Treatment of patients with chronic obstructive pulmonary disease (COPD) traditionally has been the task of the internal medicine physician. Global Initiative for Chronic Obstructive Lung Disease recommendations for treatment of COPD include the use of bronchodilators, anti-inflammatory agents, oxygen therapy, aids to assist with smoking cessation, and pulmonary rehabilitation.1 While pharmacotherapy improves lung function, symptoms, quality of life, and exacerbation rates in COPD, no medical therapies have been shown to improve emphysema, where the primary abnormality is destruction of alveoli with loss of elastic recoil, and subsequent lung hyperinflation. The National Emphysema Treatment Trial (NETT), a large multicenter randomized clinical trial to evaluate the effectiveness of lung volume reduction surgery (LVRS) for the treatment of emphysema, suggested that surgical lung volume reduction, which directly addresses the problem of lung hyperinflation through resection of the most damaged tissue, should be considered for selected patients with emphysema.
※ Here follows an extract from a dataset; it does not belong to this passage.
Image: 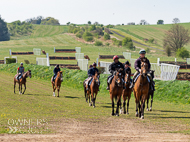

The findings of this trial, while applicable to a defined subset of COPD patients with advanced upper lobe predominant (ULP) emphysema and reduced exercise capacity, clearly indicate that LVRS can affect lung physiology, symptoms, and even mortality for this disease.2
LVRS alters respiratory physiology in several ways—accordingly, posttreatment improvement is multifactorial.3–10 As originally proposed by Brantigan and Mueller in the 1950s11 and convincingly demonstrated by Fessler and Permutt,4 LVRS partially normalizes the mechanical relationship between the hyperinflated emphysematous lung and the surrounding chest wall by increasing the vital capacity and isovolume transpulmonary recoil pressures. Moreover, by reducing the overall size of the hyperinflated lung, LVRS produces space within the less compliant chest cavity for the remaining lung to expand and function.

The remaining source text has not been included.